Riga, Latvia. 6 November. It is time to get back to Riga realism. The flight from Texas to Riga via Atlanta and Amsterdam is not just long and laden with jet lag, it is also a journey from superpower to little power, from absolute security to insecurity. Here, close to Russia’s border, one can smell the hard political realism that close proximity to paranoid power engenders. There is little room for wishful thinking here in Riga.
Tomorrow I will speak at the outstanding Riga Conference organised by the Latvian Transatlantic Treaty Organisation. The subject I have been asked to address is fighting New Generation Warfare. My core point will be more succinct; whatever tag one puts on aggression it is meaningless if understanding of said aggression is not matched by active defence against it. Too often in Europe we confuse understanding with engagement, confuse talking with action. That is why we repeatedly put new labels on old wine and call them ‘action plans’, or hold endless summits and declare a problem solved, because it was agreed by summit. Worse, ‘understanding’ has become a kind of alibi for inaction; a leitmotif for the wishful thinking that makes Europeans punch far beneath their weight on the world stage and will likely continue to do so.
Riga realism is different to ordinary political realism. It is realism forged in the furnace of white hot history. Here threat is not mere distant distractions from a busy day. Rather it hangs in the air like an autumn mist, thin enough to permit activity but never quite lifting because it is so close. Ironically, one can see reality more clearly through this mist than anywhere else in denial Europe.
Riga realism must also be reinjected into all the crises that Europe faces. The migrant crisis, the euro crisis, and above all the Russia crisis (the crisis in Ukraine is a crisis for Ukrainians. but it is first and foremost a Russia crisis) all exhibit the same old weakness; a hope for the better that by inaction only makes matters worse.
The migrant crisis has revealed ruthlessly the inability of Europe’s liberal leaders to deal with a crisis that is both humanitarian and by sheer scale threatens to destabilise European societies. Paralysed by inaction European leaders do what they do so often in Europe. They simply try to mask the extent from Europe’s people of the influx and the damage such inflows are already doing to societal cohesion in Europe…and hope for the best.
The euro crisis was also caused by hope-for-the-best, wishful thinking politics. Always a political project the euro was grounded in idealism rather than realism. The cost to the European taxpayer of this political folly and the self-incubating crisis the euro begat now runs into many billions.
However, it is the Russia crisis that has revealed the extent of Europe’s retreat from hard, political realism. Russia first sought to be a co-hegemon in the post-Cold War world, ruling the planet together with the United States. When that failed Russia sought “zones of privileged interest” in states around its borders. When such ‘rights’ were denied by states that simply sought the right to make free sovereign choices the Putin regime turned nasty.
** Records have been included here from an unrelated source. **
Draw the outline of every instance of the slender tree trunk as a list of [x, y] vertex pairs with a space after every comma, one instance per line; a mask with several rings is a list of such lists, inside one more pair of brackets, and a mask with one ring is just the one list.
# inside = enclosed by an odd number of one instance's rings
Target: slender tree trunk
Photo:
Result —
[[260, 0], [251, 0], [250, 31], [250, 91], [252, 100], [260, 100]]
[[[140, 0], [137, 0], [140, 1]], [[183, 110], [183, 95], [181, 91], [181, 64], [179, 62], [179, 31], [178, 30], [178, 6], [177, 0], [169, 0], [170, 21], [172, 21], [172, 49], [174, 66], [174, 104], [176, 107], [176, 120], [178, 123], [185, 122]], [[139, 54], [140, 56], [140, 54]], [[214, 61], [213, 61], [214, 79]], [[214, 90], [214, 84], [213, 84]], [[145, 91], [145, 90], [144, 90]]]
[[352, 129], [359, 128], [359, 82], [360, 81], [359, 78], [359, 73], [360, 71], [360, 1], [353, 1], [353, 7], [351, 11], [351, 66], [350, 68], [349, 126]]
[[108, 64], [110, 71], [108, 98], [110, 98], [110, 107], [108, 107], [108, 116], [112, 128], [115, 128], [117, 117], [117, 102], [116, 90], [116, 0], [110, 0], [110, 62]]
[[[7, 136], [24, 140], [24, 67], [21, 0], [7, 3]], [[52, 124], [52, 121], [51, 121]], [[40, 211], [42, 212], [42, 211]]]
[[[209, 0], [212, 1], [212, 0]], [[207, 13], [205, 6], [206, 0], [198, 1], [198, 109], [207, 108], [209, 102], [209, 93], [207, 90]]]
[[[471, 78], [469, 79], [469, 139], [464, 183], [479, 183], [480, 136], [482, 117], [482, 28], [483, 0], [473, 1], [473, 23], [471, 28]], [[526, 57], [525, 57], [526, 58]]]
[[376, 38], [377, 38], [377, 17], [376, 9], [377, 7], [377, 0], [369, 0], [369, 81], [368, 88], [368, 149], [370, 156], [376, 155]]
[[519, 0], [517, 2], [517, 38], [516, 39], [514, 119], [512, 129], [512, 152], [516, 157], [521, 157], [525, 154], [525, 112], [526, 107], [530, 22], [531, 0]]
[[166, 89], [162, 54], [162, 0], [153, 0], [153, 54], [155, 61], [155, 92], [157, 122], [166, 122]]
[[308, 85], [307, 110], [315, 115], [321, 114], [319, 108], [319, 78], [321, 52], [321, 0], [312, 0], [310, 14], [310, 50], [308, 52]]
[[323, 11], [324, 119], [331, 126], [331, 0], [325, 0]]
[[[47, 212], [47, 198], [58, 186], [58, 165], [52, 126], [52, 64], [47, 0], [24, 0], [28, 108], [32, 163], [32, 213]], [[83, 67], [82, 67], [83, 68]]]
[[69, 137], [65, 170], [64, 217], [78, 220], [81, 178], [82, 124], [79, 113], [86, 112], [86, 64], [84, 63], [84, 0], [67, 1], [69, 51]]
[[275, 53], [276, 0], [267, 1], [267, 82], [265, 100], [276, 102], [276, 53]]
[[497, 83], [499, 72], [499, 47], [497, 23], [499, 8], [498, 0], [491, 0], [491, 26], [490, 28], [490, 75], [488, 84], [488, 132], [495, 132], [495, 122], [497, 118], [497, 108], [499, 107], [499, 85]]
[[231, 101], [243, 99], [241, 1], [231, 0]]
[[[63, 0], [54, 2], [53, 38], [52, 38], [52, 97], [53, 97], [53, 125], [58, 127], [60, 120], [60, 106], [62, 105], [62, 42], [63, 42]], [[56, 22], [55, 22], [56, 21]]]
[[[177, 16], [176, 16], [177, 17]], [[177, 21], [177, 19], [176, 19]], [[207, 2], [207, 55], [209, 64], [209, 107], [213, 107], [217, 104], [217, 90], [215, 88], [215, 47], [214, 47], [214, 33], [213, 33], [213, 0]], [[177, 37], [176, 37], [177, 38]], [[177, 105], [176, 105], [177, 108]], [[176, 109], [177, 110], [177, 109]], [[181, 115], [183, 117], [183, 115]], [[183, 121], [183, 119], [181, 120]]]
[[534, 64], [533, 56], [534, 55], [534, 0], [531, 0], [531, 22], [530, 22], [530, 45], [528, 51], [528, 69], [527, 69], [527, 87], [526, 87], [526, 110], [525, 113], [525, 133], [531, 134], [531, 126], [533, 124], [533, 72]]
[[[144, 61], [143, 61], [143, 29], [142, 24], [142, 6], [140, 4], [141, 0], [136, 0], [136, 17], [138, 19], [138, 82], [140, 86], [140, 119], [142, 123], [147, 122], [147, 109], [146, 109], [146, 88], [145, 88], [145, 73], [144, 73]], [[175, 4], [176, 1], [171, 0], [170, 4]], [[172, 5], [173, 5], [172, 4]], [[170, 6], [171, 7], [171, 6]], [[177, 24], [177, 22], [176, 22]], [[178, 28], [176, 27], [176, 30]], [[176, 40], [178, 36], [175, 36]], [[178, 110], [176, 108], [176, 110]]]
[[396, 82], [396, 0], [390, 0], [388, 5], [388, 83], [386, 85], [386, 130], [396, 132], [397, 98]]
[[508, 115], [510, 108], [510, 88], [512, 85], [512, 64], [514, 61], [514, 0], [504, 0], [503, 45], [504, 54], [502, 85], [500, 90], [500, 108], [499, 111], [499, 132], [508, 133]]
One can argue at length as to who is responsible for the break-up of the NATO-Russia ‘strategic partnership’, and the West must perhaps bear a part of the blame for Russia’s estrangement. However, we are where we are and whilst I believe it remains vital we continue talking to Russia, Russia must want to talk to us. The bottom strategic line is this; until Russia is ready and willing to enter into a real dialogue then we in the West must return to Riga realism – and negotiate from strength.
The Russia crisis is being exacerbated by European leaders who after all that has happened (and is happening) simply refuse to face hard facts. Indeed, the culture of worst case planning has not only been abandoned by EU and NATO leaders but actively discouraged for fear it could appear provocative. Who is the aggressor here? These people hope against hope that negotiating with Russia from a position of weakness will somehow demonstrate good faith to a Moscow regime steeped in political cynicism is doomed to fail. It is not Russia-bashing to plan to prevent this Russia from bashing others. It is called forward deterrence.
Riga realism would also see a return to the principles of sound statecraft. Riga realism would see NATO nations increase their defence spending to 2% GDP immediately, rather than the ludicrous “within a decade” agreed at the 2014 NATO Wales Summit. Above all, Riga Realism would see an enormous ‘stop sign’ erected by NATO forces at Russia’s border with the Baltic States, as one conference speaker suggested. Equally, Riga realism would also seek to keep dialogue open with the Russians, but dialogue from strength. Critically, Riga realism would see NATO nations re-establish the culture of worst-case collective planning on the anvil of which the Alliance was forged back in 1949, and which has been abandoned in favour of wishful thinking politics.
It is time for Europeans to return to Riga realism before wishful thinking turns today’s drama into tomorrow’s tragedy.